Find the density of $Y = a/(1 + X^{2})$, where $X$ has the Cauchy distribution.
MY SOLUTION
To begin with, let us remember that the Cauchy probability density function is given by
\begin{align*}
f_{X}(x) = \frac{1}{\pi(1+x^{2})}\quad\text{for}\quad x\in\textbf{R}
\end{align*}
Consequently, the sought distribution is described as
\begin{align*}
F_{Y}(Y\leq y) &= \textbf{P}(Y\leq y) = \textbf{P}\left(\frac{a}{1+X^{2}} \leq y\right) = \textbf{P}\left(1+X^{2}\geq \frac{a}{y}\right)\\\\
& = \textbf{P}\left(|X|\geq \sqrt{\frac{a-y}{y}}\right) = \textbf{P}\left(X\geq \sqrt{\frac{a-y}{y}}\right) + \textbf{P}\left(X \leq -\sqrt{\frac{a-y}{y}}\right)\\\\
& = 1 – F_{X}\left(\sqrt{\frac{a-y}{y}}\right) + F_{X}\left(-\sqrt{\frac{a-y}{y}}\right)
\end{align*}
where $y\in(0,a]$. Finally, we have
\begin{align*}
F_{X}(x) = \int_{-\infty}^{x}f_{X}(u)\mathrm{d}u = \int_{-\infty}^{x}\frac{\mathrm{d}x}{\pi(1+x^{2})} = \frac{\arctan(x)}{\pi} + \frac{1}{2}\end{align*}
I have two questions.

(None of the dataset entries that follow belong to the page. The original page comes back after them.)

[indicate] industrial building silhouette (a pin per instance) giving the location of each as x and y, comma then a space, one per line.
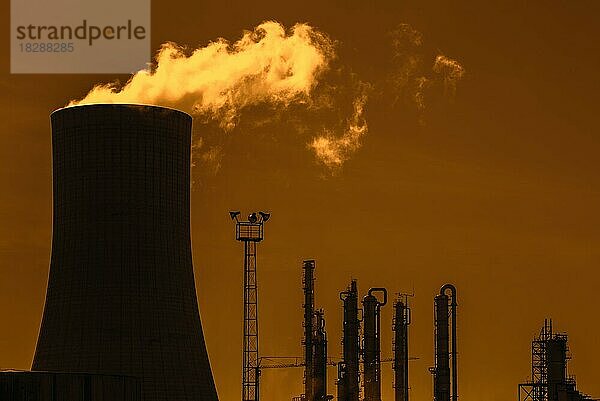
121, 297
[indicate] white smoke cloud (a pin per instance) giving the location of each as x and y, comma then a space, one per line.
334, 150
217, 81
451, 72
411, 79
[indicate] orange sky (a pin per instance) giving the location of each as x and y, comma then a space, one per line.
497, 191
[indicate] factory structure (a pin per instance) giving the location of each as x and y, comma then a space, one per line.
550, 380
121, 319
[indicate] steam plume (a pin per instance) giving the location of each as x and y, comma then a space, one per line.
334, 150
220, 79
451, 72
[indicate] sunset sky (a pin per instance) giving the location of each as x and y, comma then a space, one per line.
489, 180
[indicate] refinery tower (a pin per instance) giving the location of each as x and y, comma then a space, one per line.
121, 297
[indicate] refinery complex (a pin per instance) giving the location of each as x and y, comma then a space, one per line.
121, 319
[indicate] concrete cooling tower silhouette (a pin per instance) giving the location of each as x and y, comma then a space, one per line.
121, 297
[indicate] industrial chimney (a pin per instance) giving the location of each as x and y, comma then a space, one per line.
121, 297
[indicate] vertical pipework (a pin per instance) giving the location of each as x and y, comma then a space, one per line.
309, 306
444, 377
349, 371
556, 365
320, 358
372, 344
442, 345
401, 322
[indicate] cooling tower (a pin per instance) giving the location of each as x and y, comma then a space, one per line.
121, 296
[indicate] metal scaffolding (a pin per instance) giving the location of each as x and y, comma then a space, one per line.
250, 233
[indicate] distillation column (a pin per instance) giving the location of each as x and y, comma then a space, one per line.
444, 377
349, 370
320, 358
308, 281
372, 344
401, 322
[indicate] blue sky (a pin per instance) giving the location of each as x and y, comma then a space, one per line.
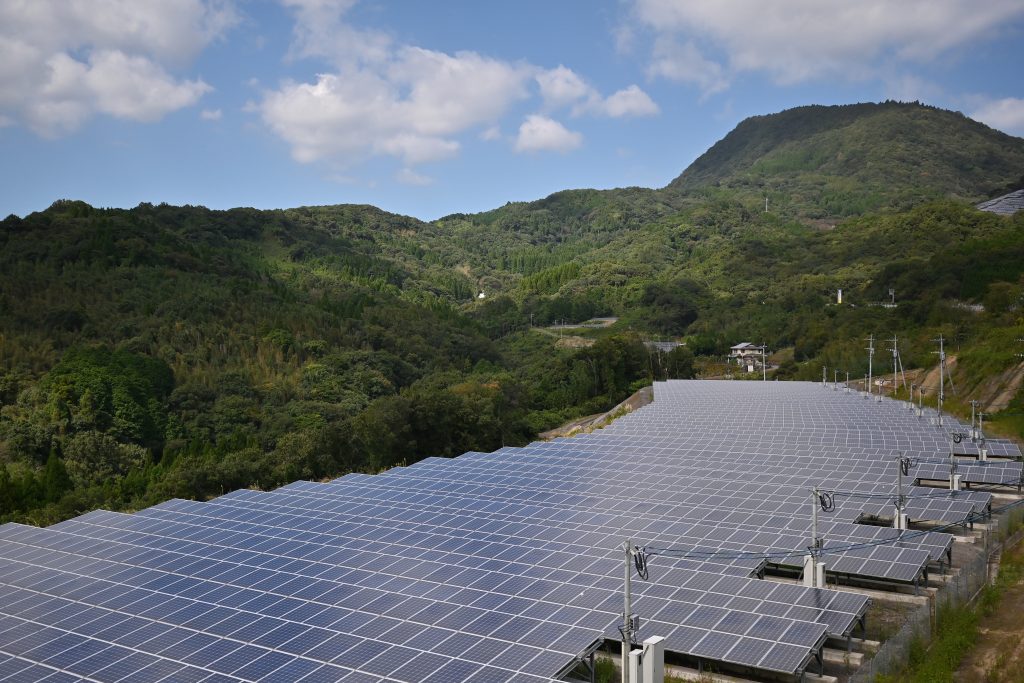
433, 108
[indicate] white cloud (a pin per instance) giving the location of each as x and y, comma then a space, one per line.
380, 97
491, 134
630, 101
408, 176
684, 63
801, 40
562, 87
62, 61
412, 110
1006, 115
539, 133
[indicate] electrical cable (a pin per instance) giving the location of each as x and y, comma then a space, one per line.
680, 553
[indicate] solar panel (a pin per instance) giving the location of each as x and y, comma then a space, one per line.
503, 566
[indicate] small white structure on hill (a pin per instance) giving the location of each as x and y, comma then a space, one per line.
748, 355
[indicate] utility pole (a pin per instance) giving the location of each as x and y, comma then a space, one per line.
942, 380
897, 366
870, 360
899, 522
627, 614
814, 569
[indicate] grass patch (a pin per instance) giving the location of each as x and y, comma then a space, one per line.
956, 632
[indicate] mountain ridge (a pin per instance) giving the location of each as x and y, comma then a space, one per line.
176, 351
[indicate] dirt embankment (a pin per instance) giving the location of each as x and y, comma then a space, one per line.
592, 422
993, 394
998, 656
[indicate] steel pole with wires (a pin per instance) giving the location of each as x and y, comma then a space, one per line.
627, 613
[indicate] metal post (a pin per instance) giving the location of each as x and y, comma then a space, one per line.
895, 370
870, 358
942, 380
899, 491
627, 615
812, 565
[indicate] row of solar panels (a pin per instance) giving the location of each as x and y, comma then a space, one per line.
501, 566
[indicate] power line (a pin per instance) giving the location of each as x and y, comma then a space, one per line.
683, 553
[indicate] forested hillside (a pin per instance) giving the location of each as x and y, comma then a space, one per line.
165, 351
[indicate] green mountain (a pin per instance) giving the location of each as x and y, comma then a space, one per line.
846, 160
167, 350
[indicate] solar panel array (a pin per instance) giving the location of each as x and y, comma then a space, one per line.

Firstly, I would like to know if this approach is correct. Secondly, I would like to know if there is another way to solve this problem. Thanks in advance!
Best Answer
A different way to approach this is to represent a Cauchy r.v. $X$ as the ratio of two independent $N(0,1)$ r.v.s. Once you write $X=S/T$, with $S,T\sim N(0,1)$ the representation $Y=aT^2/(S^2+T^2)$ drops out. And so on...
This method relies on "pattern matching" (you have to `know the ratio of Gaussians fact, you have to know what the distribution of $T^2/(S^2+T^2)$ is). But if you have these facts in your working tool kit, the calculus details are less intricate.